Should data attribute be escaped (percent-encoded path) or no? In my example it is. I haven't found any specification.

addendum

Actually, I'm interested in specification on what should browser plugins consuming data attribute expect to see there. For example, Adobe Acrobat plugin takes both escaped and unescaped uri. However, QWebPluginFactory treats data attribute as a human readable URI (unescaped), and that leads to double percent encoding. And I'm wondering whether it is a bug of QWebPluginFactory or not.


Solution

  • The data attribute expects the value to be a URI. So you should provide a value that is a syntactically valid URI.
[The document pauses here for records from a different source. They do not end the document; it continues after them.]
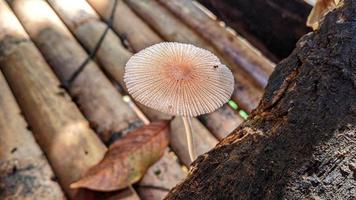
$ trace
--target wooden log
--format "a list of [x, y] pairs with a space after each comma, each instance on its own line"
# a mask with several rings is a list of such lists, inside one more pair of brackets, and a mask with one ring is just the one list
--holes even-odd
[[[88, 0], [88, 2], [94, 7], [94, 9], [104, 18], [107, 19], [110, 16], [112, 6], [114, 4], [114, 0]], [[154, 1], [152, 1], [155, 3]], [[139, 2], [140, 3], [140, 2]], [[146, 3], [144, 1], [143, 3]], [[197, 46], [203, 48], [209, 48], [214, 51], [210, 45], [208, 45], [204, 40], [196, 35], [196, 33], [192, 32], [188, 27], [179, 22], [174, 18], [172, 14], [170, 14], [167, 10], [162, 9], [162, 6], [158, 4], [158, 7], [153, 6], [152, 12], [157, 12], [159, 19], [156, 24], [160, 25], [161, 22], [165, 22], [169, 20], [169, 22], [165, 22], [164, 26], [161, 26], [159, 34], [162, 34], [161, 31], [173, 31], [171, 34], [166, 34], [165, 39], [168, 41], [181, 41], [186, 43], [192, 43]], [[150, 8], [151, 9], [151, 8]], [[119, 12], [120, 10], [120, 12]], [[152, 39], [151, 35], [157, 35], [155, 32], [150, 29], [145, 23], [138, 18], [132, 10], [122, 2], [122, 0], [118, 0], [117, 5], [117, 14], [114, 20], [114, 30], [119, 33], [119, 35], [123, 36], [124, 41], [126, 41], [125, 37], [130, 37], [129, 46], [136, 51], [141, 50], [151, 44], [162, 42], [162, 40]], [[163, 13], [162, 13], [163, 12]], [[121, 15], [121, 14], [122, 15]], [[124, 15], [125, 14], [125, 15]], [[127, 16], [127, 17], [123, 17]], [[160, 17], [161, 16], [161, 17]], [[149, 19], [151, 22], [153, 19], [148, 18], [148, 16], [142, 16], [143, 19]], [[133, 20], [131, 20], [133, 19]], [[117, 21], [120, 20], [121, 26], [115, 26]], [[153, 22], [151, 22], [153, 23]], [[164, 28], [166, 27], [166, 28]], [[182, 35], [181, 31], [186, 32], [186, 35]], [[139, 33], [140, 35], [135, 35], [133, 33]], [[147, 37], [142, 37], [142, 36]], [[156, 38], [159, 38], [156, 36]], [[195, 38], [195, 39], [193, 39]], [[216, 51], [214, 53], [218, 54]], [[234, 69], [232, 67], [231, 69]], [[235, 76], [235, 91], [233, 94], [233, 99], [239, 103], [241, 107], [246, 109], [247, 111], [251, 111], [255, 106], [257, 106], [259, 99], [262, 96], [262, 89], [255, 86], [255, 83], [250, 83], [251, 80], [248, 80], [248, 75], [244, 72], [236, 72]]]
[[66, 199], [1, 72], [0, 94], [0, 199]]
[[[110, 18], [114, 6], [114, 0], [87, 0], [91, 6], [100, 14], [104, 20]], [[141, 30], [150, 29], [122, 0], [117, 0], [116, 12], [114, 15], [113, 29], [134, 51], [139, 51], [145, 47], [161, 42], [161, 38], [152, 31]], [[123, 17], [125, 16], [125, 17]]]
[[262, 87], [267, 85], [268, 77], [271, 75], [275, 64], [264, 57], [244, 38], [227, 31], [225, 27], [220, 25], [219, 21], [212, 19], [197, 7], [197, 2], [192, 0], [159, 0], [159, 2], [203, 38], [210, 41], [217, 50], [225, 55], [226, 59], [241, 66], [259, 85]]
[[226, 59], [225, 54], [216, 51], [206, 40], [199, 37], [197, 33], [178, 20], [158, 2], [150, 0], [126, 0], [125, 2], [166, 40], [191, 43], [212, 51], [233, 72], [235, 90], [232, 94], [232, 99], [248, 112], [257, 106], [262, 97], [263, 87], [259, 86], [241, 66]]
[[299, 40], [249, 120], [167, 200], [356, 199], [355, 10], [341, 0]]
[[[100, 12], [102, 16], [108, 16], [108, 13], [110, 10], [112, 10], [112, 7], [107, 7], [103, 5], [113, 5], [111, 0], [89, 0], [91, 5]], [[118, 4], [122, 4], [122, 1], [119, 1]], [[119, 6], [118, 5], [118, 6]], [[106, 8], [106, 9], [104, 9]], [[126, 7], [126, 9], [129, 9]], [[129, 12], [129, 11], [126, 11]], [[130, 11], [132, 12], [132, 11]], [[123, 15], [118, 15], [118, 18], [125, 18]], [[114, 21], [115, 23], [115, 21]], [[128, 22], [125, 22], [128, 23]], [[142, 23], [142, 21], [141, 21]], [[102, 26], [102, 27], [100, 27]], [[141, 34], [143, 35], [151, 35], [154, 34], [154, 32], [146, 27], [145, 29], [140, 29], [137, 30], [135, 26], [128, 26], [128, 28], [132, 29], [131, 31], [140, 31]], [[82, 38], [82, 43], [84, 46], [86, 46], [89, 49], [93, 49], [95, 46], [95, 40], [97, 40], [100, 36], [100, 33], [104, 30], [103, 25], [94, 25], [91, 23], [87, 23], [86, 25], [81, 26], [80, 28], [77, 29], [76, 35], [78, 37]], [[127, 30], [121, 30], [123, 31], [122, 33], [124, 34], [129, 34], [130, 31]], [[90, 36], [89, 36], [90, 35]], [[89, 38], [96, 38], [96, 39], [89, 39]], [[131, 37], [132, 40], [135, 40], [135, 37]], [[146, 41], [147, 40], [147, 41]], [[145, 44], [150, 44], [153, 41], [150, 41], [150, 37], [145, 38], [144, 43]], [[131, 53], [127, 51], [123, 46], [116, 45], [119, 42], [119, 39], [116, 39], [115, 35], [112, 35], [109, 31], [107, 38], [104, 40], [100, 50], [98, 51], [98, 56], [97, 59], [98, 61], [104, 66], [107, 71], [109, 71], [109, 74], [111, 74], [116, 81], [118, 81], [121, 85], [124, 85], [123, 82], [123, 73], [124, 73], [124, 66], [127, 62], [127, 60], [131, 57]], [[135, 43], [131, 44], [133, 49], [141, 50], [142, 48], [145, 48], [146, 46], [141, 46], [138, 45], [136, 46]], [[101, 55], [102, 54], [102, 55]], [[151, 120], [157, 120], [161, 119], [163, 116], [161, 114], [156, 114], [157, 111], [153, 112], [152, 109], [149, 109], [145, 106], [140, 106], [142, 111], [151, 119]], [[158, 112], [160, 113], [160, 112]], [[211, 120], [210, 120], [211, 118]], [[203, 119], [203, 118], [200, 118]], [[230, 108], [227, 108], [227, 106], [224, 106], [223, 108], [207, 114], [204, 116], [204, 119], [202, 122], [204, 125], [212, 131], [212, 133], [217, 136], [221, 137], [222, 135], [228, 134], [233, 128], [237, 127], [238, 124], [241, 122], [241, 118], [234, 113]], [[220, 121], [224, 121], [224, 126], [221, 126]]]
[[[11, 5], [45, 59], [65, 83], [87, 58], [85, 50], [45, 1], [15, 0]], [[92, 61], [69, 91], [91, 127], [107, 144], [113, 137], [120, 137], [140, 125], [136, 114]]]
[[0, 66], [34, 136], [46, 153], [59, 183], [72, 199], [80, 190], [69, 188], [106, 148], [36, 49], [11, 11], [1, 3]]

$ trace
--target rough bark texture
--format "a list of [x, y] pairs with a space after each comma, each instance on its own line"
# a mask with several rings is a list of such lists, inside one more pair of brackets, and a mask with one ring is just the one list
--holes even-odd
[[342, 1], [304, 36], [250, 119], [166, 199], [355, 199], [355, 11]]
[[285, 58], [310, 30], [305, 22], [312, 7], [304, 0], [199, 1], [274, 61], [266, 47]]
    The current specification of URIs is RFC 3986. To see whether the , in the URI’s path needs to be encoded, take a look at how the path production rule is defined:

    path          = path-abempty    ; begins with "/" or is empty
                  / path-absolute   ; begins with "/" but not "//"
                  / path-noscheme   ; begins with a non-colon segment
                  / path-rootless   ; begins with a segment
                  / path-empty      ; zero characters
    

    Since we have a URI with authority information, we need to take a look at path-abempty (see URI production rule):

    path-abempty  = *( "/" segment )
    

    segment is zero or more pchar characters that is defined as follows (I’ve already expanded the production rules):

    pchar         = ALPHA / DIGIT / "-" / "." / "_" / "~" / "%" HEXDIG HEXDIG / "!" / "$" / "&" / "'" / "(" / ")" / "*" / "+" / "," / ";" / "=" / ":" / "@"
    

    And as you can see, pchar expands to a literal ,. So you don’t need to encode the , in the path component. But since you are allowed to encode any non-delimiting character using the percent-encoding without changing its meaning, it is fine to use %2C instead of ,.